Qu'as-tu fait de ta jeunesse ?

« Un jour nous vîmes s’asseoir à notre table un garçon fin et maladif, d’une pâleur nacrée. Une barbe légère encadrait son visage, où l’on ne voyait que deux grands yeux, d’une tendresse féminine et d’une rare beauté. Pouvions-nous penser que ces yeux deviendraient ceux d’un coureur de routes et qu’ils se fermeraient aux lueurs d’un drame terrible ? Il nous monte des larmes en pensant au destin de celui qui, vers Pâques, en 1903, vint à nous, le rire aux lèvres et les mains tendues. C’était le plus pur d’entre nous. Sa vie nous fut un charme et sa mort un exemple. Il avait dix-huit ans et s’appelait Albert Londres.

Albert incarnait alors avec une miraculeuse exactitude l’idéal des dernières grisettes. Il eut ce privilège entre tous envié d’être à chaque pas de sa route exactement l’homme attendu. A l’âge des premières amours, comme à tous les âges de sa brève existence, il n’eut qu’à se laisser vivre pour triompher.

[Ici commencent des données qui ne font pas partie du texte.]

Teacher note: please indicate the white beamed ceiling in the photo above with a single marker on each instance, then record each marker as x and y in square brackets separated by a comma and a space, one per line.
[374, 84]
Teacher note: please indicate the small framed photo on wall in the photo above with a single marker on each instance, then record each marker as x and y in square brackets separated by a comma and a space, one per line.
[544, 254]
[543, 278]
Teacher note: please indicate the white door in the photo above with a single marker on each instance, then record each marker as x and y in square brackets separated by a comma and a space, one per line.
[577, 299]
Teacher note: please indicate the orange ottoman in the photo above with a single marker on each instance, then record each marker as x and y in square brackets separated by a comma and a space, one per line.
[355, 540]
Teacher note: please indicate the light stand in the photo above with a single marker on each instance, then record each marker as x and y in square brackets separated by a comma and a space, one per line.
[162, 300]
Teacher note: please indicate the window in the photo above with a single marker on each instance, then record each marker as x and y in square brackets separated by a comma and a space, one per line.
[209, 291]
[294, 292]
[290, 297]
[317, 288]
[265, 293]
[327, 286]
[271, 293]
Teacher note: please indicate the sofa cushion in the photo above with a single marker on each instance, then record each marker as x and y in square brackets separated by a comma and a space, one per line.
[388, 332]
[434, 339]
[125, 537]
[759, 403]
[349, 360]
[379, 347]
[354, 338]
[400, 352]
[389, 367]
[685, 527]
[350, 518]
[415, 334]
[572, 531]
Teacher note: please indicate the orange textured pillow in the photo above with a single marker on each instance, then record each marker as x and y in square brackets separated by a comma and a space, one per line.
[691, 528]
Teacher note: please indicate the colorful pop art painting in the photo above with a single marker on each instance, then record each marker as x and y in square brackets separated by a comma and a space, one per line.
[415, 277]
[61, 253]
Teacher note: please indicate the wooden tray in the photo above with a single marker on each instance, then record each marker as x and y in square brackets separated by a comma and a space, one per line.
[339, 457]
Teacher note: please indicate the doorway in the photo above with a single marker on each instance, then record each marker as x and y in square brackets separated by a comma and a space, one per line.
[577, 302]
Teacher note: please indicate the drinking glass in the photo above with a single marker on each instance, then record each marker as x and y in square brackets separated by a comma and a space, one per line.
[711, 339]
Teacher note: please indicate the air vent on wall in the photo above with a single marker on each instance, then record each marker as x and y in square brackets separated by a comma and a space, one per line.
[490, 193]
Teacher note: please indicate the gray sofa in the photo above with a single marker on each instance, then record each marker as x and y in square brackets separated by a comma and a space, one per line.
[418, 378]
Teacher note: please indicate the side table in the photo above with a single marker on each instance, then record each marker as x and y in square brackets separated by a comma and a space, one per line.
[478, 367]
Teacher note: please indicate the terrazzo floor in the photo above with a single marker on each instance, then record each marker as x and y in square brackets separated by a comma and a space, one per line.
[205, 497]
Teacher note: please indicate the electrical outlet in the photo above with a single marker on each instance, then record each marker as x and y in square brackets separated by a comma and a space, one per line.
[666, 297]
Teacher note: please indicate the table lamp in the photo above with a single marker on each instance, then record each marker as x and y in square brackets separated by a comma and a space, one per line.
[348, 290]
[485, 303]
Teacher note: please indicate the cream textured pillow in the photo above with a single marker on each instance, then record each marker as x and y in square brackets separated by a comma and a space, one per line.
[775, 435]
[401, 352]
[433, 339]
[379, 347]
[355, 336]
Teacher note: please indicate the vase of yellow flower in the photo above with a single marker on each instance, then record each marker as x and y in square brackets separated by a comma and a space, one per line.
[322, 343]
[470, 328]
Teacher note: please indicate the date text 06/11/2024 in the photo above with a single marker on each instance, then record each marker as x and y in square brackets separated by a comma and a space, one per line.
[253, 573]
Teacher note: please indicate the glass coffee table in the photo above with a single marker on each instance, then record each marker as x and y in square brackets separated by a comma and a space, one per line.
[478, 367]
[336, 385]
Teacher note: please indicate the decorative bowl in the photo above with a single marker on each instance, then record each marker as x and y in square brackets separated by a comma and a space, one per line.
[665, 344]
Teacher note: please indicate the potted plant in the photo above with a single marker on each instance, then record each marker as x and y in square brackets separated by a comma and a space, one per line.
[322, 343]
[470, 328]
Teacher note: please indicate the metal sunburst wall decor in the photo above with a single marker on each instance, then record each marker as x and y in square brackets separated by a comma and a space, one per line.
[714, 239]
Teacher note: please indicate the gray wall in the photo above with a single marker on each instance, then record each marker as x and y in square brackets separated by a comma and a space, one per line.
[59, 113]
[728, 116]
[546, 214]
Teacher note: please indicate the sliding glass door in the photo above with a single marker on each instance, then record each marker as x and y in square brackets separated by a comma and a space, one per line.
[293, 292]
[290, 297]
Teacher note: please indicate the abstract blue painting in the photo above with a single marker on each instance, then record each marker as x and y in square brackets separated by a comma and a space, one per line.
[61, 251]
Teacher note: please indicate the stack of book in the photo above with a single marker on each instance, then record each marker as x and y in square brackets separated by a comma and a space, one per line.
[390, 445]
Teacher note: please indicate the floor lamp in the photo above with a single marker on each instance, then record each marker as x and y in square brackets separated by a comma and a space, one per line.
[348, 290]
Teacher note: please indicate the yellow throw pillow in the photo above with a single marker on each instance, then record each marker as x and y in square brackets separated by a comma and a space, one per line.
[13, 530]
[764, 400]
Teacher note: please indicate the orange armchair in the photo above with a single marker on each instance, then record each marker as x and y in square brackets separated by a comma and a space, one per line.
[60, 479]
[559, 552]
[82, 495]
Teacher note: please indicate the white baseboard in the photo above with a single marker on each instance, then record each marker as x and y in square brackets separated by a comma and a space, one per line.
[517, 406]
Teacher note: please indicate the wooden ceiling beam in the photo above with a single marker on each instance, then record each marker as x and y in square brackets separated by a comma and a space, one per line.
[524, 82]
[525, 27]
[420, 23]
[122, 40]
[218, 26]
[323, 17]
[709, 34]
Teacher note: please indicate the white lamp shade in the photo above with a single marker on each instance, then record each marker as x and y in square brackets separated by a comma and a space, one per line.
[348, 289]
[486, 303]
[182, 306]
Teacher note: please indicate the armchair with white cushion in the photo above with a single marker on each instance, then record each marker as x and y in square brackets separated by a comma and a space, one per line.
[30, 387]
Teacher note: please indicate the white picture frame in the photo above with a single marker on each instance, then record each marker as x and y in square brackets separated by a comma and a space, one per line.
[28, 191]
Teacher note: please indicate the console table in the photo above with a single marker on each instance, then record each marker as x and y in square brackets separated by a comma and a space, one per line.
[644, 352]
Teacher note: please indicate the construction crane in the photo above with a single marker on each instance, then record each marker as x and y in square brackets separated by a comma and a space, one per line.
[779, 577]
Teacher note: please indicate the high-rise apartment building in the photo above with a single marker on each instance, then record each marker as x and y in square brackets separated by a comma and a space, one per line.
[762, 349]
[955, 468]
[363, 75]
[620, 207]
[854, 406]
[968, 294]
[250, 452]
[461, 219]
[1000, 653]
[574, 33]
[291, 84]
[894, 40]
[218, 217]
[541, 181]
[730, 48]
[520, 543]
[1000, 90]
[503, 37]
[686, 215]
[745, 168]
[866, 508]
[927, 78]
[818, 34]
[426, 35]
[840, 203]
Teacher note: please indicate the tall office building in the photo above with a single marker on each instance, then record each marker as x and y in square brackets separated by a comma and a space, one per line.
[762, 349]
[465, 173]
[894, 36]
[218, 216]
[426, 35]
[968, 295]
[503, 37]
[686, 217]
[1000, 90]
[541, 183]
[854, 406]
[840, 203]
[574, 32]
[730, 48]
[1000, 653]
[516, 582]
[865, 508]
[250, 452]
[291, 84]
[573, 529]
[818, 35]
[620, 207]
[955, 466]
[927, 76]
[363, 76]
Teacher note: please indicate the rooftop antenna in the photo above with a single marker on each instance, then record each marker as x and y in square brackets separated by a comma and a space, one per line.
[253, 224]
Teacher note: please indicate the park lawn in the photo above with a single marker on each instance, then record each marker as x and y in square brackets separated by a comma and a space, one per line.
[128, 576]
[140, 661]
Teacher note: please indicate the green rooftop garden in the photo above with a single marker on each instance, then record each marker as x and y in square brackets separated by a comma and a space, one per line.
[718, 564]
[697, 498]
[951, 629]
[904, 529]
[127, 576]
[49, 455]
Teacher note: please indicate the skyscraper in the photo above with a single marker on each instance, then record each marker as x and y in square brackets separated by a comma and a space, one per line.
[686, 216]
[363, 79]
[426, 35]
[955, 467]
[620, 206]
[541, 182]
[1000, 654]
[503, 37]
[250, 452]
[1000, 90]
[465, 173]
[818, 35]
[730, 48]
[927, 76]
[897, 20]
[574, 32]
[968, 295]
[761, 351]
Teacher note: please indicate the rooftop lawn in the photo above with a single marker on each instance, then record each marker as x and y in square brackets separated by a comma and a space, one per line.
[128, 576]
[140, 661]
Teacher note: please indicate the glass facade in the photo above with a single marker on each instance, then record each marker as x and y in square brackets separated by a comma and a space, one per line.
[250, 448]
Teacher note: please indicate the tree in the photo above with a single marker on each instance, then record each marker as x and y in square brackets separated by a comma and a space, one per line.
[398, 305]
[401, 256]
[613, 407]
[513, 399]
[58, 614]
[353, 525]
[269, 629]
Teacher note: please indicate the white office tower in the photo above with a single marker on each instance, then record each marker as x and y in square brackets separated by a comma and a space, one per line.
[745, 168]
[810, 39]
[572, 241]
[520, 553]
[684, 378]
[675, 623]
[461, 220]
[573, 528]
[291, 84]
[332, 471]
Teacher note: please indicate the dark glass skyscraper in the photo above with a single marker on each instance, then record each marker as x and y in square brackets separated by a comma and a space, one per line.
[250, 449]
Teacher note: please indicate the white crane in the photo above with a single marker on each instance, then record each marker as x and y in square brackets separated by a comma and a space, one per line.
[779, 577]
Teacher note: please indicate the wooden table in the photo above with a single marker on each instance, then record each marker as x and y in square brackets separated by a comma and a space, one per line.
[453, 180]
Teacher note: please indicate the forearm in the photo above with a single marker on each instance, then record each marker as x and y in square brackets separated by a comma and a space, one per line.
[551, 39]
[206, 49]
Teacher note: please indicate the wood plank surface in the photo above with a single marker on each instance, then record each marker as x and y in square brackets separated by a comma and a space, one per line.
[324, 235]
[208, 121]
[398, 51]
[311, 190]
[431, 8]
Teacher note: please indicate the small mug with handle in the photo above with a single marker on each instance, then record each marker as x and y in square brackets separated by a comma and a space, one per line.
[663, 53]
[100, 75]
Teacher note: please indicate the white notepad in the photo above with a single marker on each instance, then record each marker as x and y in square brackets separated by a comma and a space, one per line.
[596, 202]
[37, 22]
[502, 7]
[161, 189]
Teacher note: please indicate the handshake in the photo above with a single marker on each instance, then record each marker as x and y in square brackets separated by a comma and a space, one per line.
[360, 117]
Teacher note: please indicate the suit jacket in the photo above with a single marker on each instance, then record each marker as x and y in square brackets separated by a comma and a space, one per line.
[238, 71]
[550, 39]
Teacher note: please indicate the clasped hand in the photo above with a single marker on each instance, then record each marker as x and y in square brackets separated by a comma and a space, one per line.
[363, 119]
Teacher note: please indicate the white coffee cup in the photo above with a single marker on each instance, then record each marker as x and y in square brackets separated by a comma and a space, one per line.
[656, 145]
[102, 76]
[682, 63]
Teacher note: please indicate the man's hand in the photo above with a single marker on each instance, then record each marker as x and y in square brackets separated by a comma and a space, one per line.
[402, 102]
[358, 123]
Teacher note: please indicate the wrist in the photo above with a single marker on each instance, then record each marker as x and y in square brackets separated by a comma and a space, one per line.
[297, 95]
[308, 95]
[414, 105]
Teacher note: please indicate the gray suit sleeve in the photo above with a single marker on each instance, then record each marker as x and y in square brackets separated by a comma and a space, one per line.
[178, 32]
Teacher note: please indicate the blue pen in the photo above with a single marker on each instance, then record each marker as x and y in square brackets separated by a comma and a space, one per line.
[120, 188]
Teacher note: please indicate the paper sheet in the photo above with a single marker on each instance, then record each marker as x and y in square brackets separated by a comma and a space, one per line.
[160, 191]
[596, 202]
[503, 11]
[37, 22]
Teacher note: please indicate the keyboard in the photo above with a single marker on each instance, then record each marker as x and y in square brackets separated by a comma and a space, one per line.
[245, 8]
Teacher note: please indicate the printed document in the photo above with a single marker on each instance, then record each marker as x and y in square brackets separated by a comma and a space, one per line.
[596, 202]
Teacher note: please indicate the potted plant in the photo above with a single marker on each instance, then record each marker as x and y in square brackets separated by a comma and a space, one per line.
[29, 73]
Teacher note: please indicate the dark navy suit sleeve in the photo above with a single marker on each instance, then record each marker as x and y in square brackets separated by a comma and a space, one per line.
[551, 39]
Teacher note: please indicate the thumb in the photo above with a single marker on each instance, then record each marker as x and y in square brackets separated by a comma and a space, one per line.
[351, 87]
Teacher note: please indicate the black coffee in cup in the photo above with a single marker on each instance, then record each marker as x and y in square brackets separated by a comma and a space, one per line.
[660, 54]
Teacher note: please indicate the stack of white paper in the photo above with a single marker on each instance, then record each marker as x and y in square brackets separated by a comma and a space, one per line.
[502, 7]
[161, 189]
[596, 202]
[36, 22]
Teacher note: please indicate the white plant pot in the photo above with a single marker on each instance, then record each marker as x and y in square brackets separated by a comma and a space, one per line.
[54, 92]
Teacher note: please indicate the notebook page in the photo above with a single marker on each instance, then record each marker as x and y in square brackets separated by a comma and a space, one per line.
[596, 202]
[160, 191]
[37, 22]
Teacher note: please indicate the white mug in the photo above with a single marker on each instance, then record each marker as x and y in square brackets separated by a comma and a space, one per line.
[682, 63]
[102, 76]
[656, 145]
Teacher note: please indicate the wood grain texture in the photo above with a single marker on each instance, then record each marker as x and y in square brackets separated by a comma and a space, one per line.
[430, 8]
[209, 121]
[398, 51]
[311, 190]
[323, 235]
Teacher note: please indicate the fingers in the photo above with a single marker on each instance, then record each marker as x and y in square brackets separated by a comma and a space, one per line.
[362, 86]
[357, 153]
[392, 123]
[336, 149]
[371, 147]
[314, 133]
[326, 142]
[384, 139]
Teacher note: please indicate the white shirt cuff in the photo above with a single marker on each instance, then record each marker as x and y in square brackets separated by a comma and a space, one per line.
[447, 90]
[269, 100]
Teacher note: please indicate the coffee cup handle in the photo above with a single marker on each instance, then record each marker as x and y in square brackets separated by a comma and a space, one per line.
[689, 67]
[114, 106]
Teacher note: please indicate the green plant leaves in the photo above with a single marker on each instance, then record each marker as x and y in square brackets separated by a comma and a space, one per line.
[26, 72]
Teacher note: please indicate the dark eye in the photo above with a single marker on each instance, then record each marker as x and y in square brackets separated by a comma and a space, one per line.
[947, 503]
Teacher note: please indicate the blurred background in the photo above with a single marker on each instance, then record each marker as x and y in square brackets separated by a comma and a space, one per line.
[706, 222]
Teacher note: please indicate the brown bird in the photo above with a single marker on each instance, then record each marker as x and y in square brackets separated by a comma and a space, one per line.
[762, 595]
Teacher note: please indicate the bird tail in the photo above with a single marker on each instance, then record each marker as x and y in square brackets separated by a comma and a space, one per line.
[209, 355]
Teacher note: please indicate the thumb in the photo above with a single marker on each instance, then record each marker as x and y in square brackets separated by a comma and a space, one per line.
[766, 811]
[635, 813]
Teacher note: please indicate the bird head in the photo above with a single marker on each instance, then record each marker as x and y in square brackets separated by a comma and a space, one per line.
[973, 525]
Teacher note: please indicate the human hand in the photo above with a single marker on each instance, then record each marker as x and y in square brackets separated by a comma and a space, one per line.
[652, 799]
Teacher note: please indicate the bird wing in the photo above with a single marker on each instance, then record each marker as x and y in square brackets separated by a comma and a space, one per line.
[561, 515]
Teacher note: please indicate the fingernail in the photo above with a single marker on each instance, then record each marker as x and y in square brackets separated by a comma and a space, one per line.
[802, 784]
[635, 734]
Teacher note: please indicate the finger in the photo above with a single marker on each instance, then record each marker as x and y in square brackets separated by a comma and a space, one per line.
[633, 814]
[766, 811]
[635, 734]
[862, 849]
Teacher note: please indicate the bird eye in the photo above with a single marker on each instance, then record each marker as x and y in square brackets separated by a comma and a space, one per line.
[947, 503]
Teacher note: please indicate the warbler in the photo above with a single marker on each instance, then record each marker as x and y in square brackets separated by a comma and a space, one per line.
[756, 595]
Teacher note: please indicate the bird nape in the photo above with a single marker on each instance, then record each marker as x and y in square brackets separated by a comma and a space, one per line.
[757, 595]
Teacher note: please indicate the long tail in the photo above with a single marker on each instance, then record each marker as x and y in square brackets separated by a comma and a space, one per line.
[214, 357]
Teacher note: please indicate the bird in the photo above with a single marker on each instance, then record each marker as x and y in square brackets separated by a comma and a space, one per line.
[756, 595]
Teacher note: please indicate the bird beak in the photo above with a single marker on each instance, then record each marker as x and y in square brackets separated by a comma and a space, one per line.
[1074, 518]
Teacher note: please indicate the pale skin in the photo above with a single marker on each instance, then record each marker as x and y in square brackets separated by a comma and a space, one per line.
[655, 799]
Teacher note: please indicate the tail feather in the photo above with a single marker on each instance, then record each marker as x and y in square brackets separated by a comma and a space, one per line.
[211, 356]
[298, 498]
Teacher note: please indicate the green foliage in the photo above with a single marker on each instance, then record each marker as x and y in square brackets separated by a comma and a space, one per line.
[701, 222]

Je voudrais le peindre tel qu’il fût. Mais que puis-je ? Ombre chère, comment te retrouver ? Quarante ans ont fui depuis ce matin rêveur  où tu nous offris tes premiers vers, une mince brochure au titre anxieux et tendre. Un soleil jaune dorait les toits sous un ciel de coton mouillé. La rumeur étouffée de la ville accompagnait ta voix claire, et ta grâce animait le fier  délabrement de notre mansarde.

Dès cette époque, il savait se passer de tout, et, pour commencer, du nécessaire. Jamais, à aucun moment, il n’eut rien d’un bourgeois. De toutes les faiblesses humaines, celles qui lui furent toujours étrangères, c’étaient assurément le goût des aises et la vanité. Plus tar, au temps même où, par état, il dut fréquenter les milliardaires et hanter les palaces, un meublé de troisième ordre suffisait à son confort. Il se passait des petites commodités comme il se moquait des honneurs. Son mépris du décorum s’étendait aux décorations. Jamais, de personne, il n’accepta aucun ruban. Il avait des politiciens de toute nuance le mépris le plus complet. Les gens en place lui faisaient l’effet de chevaux de fiacre. Mors d’ordre et mots creux le dégoutaient également. Patriote à l’extrême, il n’était nullement cocardier. Il ne suivait en aucune façon les musiques militaires. Il ne croyait à aucune louange, à aucune consécration. Lui, si courtois, si curieux, se gardait de lire ce qu’on écrivait sur ses œuvres. Les querelles d’écrivains lui faisaient hausser les épaules. Il ignorait jusqu’à l’existence des snobs. Quant à l’argent, lorsqu’il en eut, ce fut pour le laisser couler entre ses doigts, comme de l’eau. »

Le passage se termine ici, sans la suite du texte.